A confirmação chegou através de fonte ligada ao processo, citada pela Lusa, que esclareceu que o MP optou por não impugnar o acórdão que absolveu a Benfica SAD, a Benfica Estádio, o ex-presidente Luís Filipe Vieira, o antigo CEO da SAD Domingos Soares de Oliveira, o ex-diretor financeiro Miguel Moreira, bem como José Bernardes, José Raposo e Paulo Silva.

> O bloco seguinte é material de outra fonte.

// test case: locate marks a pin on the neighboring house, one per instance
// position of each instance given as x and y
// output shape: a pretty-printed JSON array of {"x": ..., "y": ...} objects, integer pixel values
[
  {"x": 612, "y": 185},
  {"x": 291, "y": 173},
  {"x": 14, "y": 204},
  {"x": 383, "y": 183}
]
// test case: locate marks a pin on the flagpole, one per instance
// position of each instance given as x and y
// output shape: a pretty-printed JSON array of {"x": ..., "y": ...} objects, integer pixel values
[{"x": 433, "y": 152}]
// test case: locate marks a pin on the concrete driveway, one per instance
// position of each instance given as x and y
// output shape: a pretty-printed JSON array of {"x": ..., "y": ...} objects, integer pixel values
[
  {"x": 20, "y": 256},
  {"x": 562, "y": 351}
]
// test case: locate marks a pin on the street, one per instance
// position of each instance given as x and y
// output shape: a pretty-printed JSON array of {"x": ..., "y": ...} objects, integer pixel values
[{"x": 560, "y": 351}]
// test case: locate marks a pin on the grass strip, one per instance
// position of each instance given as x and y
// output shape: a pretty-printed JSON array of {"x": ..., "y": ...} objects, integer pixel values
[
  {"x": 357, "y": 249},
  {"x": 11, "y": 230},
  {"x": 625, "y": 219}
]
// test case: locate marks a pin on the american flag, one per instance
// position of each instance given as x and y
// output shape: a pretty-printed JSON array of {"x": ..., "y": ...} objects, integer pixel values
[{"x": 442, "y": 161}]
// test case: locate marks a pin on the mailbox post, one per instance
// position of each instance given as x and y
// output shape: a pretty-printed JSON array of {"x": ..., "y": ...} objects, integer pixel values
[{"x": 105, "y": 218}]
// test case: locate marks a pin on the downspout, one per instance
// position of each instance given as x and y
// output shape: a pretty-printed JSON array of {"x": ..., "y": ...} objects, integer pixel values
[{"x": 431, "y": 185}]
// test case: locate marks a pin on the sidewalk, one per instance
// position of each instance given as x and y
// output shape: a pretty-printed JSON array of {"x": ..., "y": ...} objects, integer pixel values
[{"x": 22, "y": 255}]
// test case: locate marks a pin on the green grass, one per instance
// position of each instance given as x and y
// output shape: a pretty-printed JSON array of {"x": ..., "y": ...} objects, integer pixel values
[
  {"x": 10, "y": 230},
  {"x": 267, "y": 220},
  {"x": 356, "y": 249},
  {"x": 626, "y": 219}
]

Com esta decisão, a absolvição coletiva torna-se definitiva.
A acusação sustentava que, entre 2015 e 2018, os arguidos terão utilizado contratos fictícios de consultadoria informática para retirar do Benfica mais de 1,8 milhões de euros, parte dos quais teria regressado ao clube em numerário. Em 23 de abril, o Tribunal Central Criminal de Lisboa absolveu todos os visados, invocando dúvidas que o julgamento não conseguiu dissipar.
Na leitura do acórdão, o presidente do coletivo de juízes admitiu que «somente com uma perícia técnica forense é que conseguimos saber quem fez o quê, quem entrou no sistema e que problemas informáticos foram criados», sublinhando ser impossível realizá-la dez anos após os factos. O tribunal reconheceu que existiam argumentos em sentido contrário ao da acusação quanto ao papel do empresário José Bernardes, proprietário da empresa Questãoflexível, envolvida nos alegados contratos simulados, mas que a prova recolhida não permitiu uma conclusão isenta de dúvidas.
À saída do tribunal, em abril, o presidente do Benfica, Rui Costa, não escondeu o alívio. Reconheceu que o processo causou danos à imagem do clube ao longo de dez anos, mas considerou que a absolvição devolveu o orgulho aos adeptos. «Mais uma vez o Benfica foi ilibado», afirmou, reconhecendo que a suspeita prolongada prejudicou a instituição de forma significativa.
Com o MP a abdicar do recurso, encerra-se definitivamente um dos processos judiciais mais mediáticos do futebol português dos últimos anos, sem qualquer condenação para os arguidos envolvidos.